Depremin merkez üssü Kahramanmaraş'ta sanat merkezi yıkılan Arif Yücel, hat sanatını bir süre İlahiyat Fakültesi'ndeki odasında devam ettirdi. Ancak bu sanatın devamlılık gerektirdiği için evini ofise dönüştürdü.
Bugüne kadar binlerce levha, cami duvarları yazdı, Ancak duvarlarını Hüsn-ü Hat sanatıyla süslediği camilerin bir kısmının depremde çökmesi, ustayı duygulandırdı.
Akademisyen hattatın en büyük sevinciyse, Türkiye'nin 4. büyük camisi olan Abdülhamid Han Camiinin dimdik ayakta kalması oldu. Depremlerde kayınvalidesi ile kayınpederini kaybetti, yine de sanatını icra etmekten vaz geçmedi.

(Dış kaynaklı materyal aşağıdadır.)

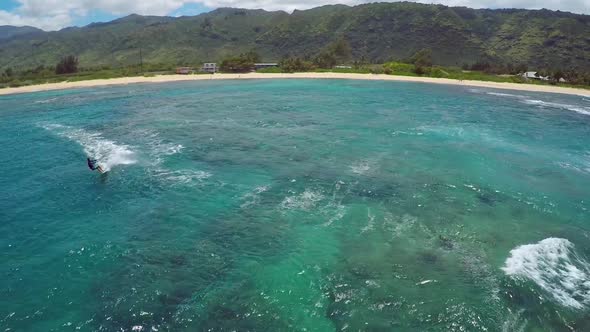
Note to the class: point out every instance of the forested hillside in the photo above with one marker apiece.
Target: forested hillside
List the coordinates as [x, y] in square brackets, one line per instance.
[376, 33]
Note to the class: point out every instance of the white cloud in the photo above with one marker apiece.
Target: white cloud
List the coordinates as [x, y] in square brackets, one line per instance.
[55, 14]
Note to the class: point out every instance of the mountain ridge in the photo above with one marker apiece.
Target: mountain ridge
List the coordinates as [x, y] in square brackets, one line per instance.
[376, 32]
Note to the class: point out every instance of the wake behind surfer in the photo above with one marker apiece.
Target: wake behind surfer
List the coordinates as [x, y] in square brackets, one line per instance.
[93, 165]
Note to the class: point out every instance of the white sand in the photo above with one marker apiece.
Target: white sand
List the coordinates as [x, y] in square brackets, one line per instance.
[176, 78]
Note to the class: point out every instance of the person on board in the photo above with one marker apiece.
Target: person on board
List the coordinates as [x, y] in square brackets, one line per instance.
[93, 165]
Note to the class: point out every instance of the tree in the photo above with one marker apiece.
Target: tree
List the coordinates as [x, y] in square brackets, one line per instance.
[67, 65]
[422, 58]
[241, 64]
[291, 65]
[341, 50]
[325, 60]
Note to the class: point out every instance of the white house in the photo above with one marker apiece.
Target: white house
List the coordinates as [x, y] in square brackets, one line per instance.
[265, 65]
[209, 67]
[534, 76]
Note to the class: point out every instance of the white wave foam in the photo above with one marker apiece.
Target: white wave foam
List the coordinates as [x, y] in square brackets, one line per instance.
[304, 201]
[545, 104]
[370, 222]
[500, 94]
[107, 152]
[158, 147]
[184, 177]
[46, 101]
[360, 168]
[555, 267]
[253, 197]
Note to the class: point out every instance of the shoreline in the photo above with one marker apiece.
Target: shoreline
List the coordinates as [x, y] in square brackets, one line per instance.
[310, 75]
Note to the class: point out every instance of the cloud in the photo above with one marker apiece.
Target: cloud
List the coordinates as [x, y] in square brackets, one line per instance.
[56, 14]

Sakarya Üniversitesi İlahiyat Fakültesi’nde öğretim üyesi olan Hattat Doç. Dr. Mehmet Memiş’ten Sülüs ve Nesih dallarında icazetini alan Maraşlı hattat Arif Yücel, kendisi de bir akademisyen ve aynı zamanda büyük bir hat ustası. Kahramanmaraş Sütçü İmam Üniversitesi (KSÜ) İlahiyat Fakültesi İslam Tarihi ve Sanatları Bölümü’nde Hüsn-i Hat dalında öğretim görevlisi olarak hala görev yapan Yücel, depremin yaralarını hendese sanatını devam ettirmede buldu.
HAT SANATI: SADECE ELİN DEĞİL RUHUN DA OLGUNLAŞMASIDIR
Hat sanatını Ruhi Hendese olarak tanımlayan ve bu sanatın asıl güzelliğini Kur’an-ı Kerim’in yüceliğinden aldığını ifade eden hattat Arif usta, 6 şubat depreminde kaybettiği iş yerinden ziyade, vefat eden birçok yakınına üzülüyor. Depremin travmasını bu sanatla atlattığını, hat sanatının kendisini bir nevi tedavi ettiğini söyleyen hattat Arif ustanın evinin her karesinde şimdi hat sanatına ait levhalar, tablolar mevcut. Evi ziyarete gelenlerin hayranlıkla izlediği tabloların her birine aylarca emek verilmiş. Bu levhaların bir kısmını 6 şubat depremlerinde yıkılan ofisinden kurtararak evine getiren Arif hoca, şimdi o levhalarla teselli buluyor. Geleneksel İslam sanatlarından hat sanatını yaşatmaya, gelecek kuşaklara aktarmaya gayret eden 57 yaşındaki Arif Yücel, duvarlara asılan levhalarda, cami, türbe gibi dini yapılardaki kuşak ve kubbe yazılarında, daha ziyade uzaktan okunabilen, celi sanatını tercih ediyor.